Zorlayıcı önlemler istisna olabilir
- Bir de tersinden bir tartışma var. ‘Tedaviyi reddetme hakkı’ pandemi koşullarında sıkıntılı değil mi? Örneğin ‘Ben karantina dinlemem, maske de takmam’ dediğinizde bu bir ‘hak’ olarak değerlendirilebilir mi?

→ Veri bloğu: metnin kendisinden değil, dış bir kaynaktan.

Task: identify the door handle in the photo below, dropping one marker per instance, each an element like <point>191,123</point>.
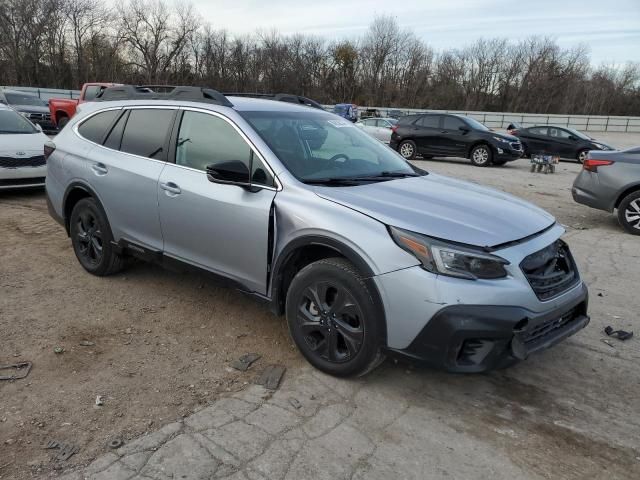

Salgın hastalık halinde kişi sağlığından ziyade toplum sağlığı ön planda olacağından hastaların ‘tedaviyi reddetme veya durdurma hakkı’ndan bu dönemde söz edilemeyeceği ilk bakışta kabul edilebilir görünse de aslında bu yanlış bir yaklaşımdır. Hastanın tedaviyi almak istememesi ya da durdurmak istemesi kabul edilmelidir. Ki COVID-19 kapsamında tedavi alma zorunluluğu yoktur ülkemizde. Ancak hastalığın yayılmasına neden olabilecek davranışlarda bulunmanın önüne geçilmelidir. Bu bağlamda izolasyon, karantina gibi önlemlerde zorlayıcılık söz konusu olabilir. Maske takmamak, izolasyon ve karantinadan kaçmak, insanlara fiziksel mesafeye uygun olmadan yaklaşmak gibi davranışları hak olarak göremeyiz.